9. A system for monitoring operation of an engine in power equipment comprising a programmable controller and interface circuitry for monitoring a status of the engine and a battery for starting said engine, said controller programmed to categorize the system into a sequence of operating states based on monitored conditions wherein the operating states comprise:

an initial operating state in which the controller is powered by a battery to determine an operating condition of the engine;

a pre-starting state which the controller transitions to prior to starting of said engine in response in response to a external start signal;

a starting state which the controller transitions to as the engine is starting as indicated by a drop in sensed battery voltage below a threshold due to cranking of a starter;

a post start state which the controller transitions to based on an increase in sensed battery voltage above said threshold due to charging of the battery;

a running state which the controller transitions to from the post start state based on detected electrical noise in the interface circuitry and during which the engine operating time is accumulated by said controller; and

a post running state which the controller enters from the running state in response to a cessation of detected electrical noise and which transitions back to the initial operating state after a delay.

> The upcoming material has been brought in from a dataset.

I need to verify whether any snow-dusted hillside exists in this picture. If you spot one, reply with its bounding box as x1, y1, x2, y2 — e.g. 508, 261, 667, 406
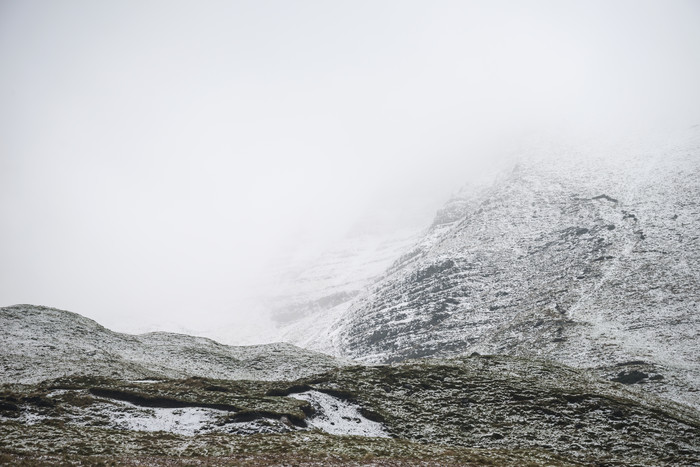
265, 227, 424, 351
315, 127, 700, 406
0, 305, 345, 383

10. The system of claim 9 wherein the controller transitions to the starting state from the pre-starting state based on sensed voltage of a power source for providing starting power to crank the engine.

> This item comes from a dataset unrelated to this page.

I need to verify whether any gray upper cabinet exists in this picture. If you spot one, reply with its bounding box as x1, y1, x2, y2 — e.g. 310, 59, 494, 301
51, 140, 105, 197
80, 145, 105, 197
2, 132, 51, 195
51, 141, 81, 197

11. The system of claim 10 wherein the controller transitions back to the pre-starting state in the event a drop in sensed voltage from the power source is not sensed for a predetermined minimum amount of time.

12. The system of claim 9 additionally comprises a noise detection circuit coupled to a power source for starting the engine and also coupled to the controller for transmitting a signal indicating the existence of noise due to a running engine to a noise monitoring input of the controller, wherein the controller includes an aid converter for converting the signal at the noise monitoring input to a digital value and further wherein the controller evaluates the digital value based on one or more programmed parameters deemed to indicate a signature of a running engine.

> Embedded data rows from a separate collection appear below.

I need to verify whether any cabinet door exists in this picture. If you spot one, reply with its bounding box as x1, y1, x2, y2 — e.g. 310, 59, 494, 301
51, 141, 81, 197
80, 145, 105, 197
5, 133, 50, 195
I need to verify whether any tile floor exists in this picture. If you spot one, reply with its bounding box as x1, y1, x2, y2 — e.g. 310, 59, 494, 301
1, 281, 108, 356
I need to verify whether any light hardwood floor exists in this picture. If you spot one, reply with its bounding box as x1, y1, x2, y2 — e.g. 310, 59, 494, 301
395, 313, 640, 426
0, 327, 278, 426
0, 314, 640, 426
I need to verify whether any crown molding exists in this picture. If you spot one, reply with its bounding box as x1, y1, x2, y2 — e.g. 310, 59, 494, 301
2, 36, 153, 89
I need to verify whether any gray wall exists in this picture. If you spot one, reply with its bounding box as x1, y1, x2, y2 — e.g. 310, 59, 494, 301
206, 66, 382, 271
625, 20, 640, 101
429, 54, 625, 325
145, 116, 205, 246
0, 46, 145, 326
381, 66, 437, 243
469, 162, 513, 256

13. A method for monitoring operation of an engine in power equipment having a battery for starting the engine comprising:

from an initial operating state in which battery voltage is available for starting the engine determining starting of said engine in response to a external start signal by sensing first a drop in battery voltage during engine cranking followed by sensing a rise in battery voltage as the engine starts and the battery begins to be charged by a generator coupled to said battery;

accumulating engine run time subsequent to starting of the engine by sensing electrical noise in a detection circuit coupled to the battery due to operation of the engine subsequent to the starting of the engine; and

ending accumulation of the engine run time upon a cessation of detected electrical noise.

14. The method of claim 13 wherein the sensing is performed by a noise detection circuit coupled to a power source for starting the engine and also coupled to a programmable controller that monitors a noise monitoring input from the noise detection circuit, wherein the controller converts a signal at the noise monitoring input to a digital value and further wherein the controller evaluates the digital value based on one or more programmed parameters deemed to indicate a signature of a running engine before it accumulates engine run time.

15. The method of claim 14 wherein the noise detection circuit detects electrical noise of having a frequency below a cutoff frequency and wherein the programmed parameters are based on the cutoff frequency.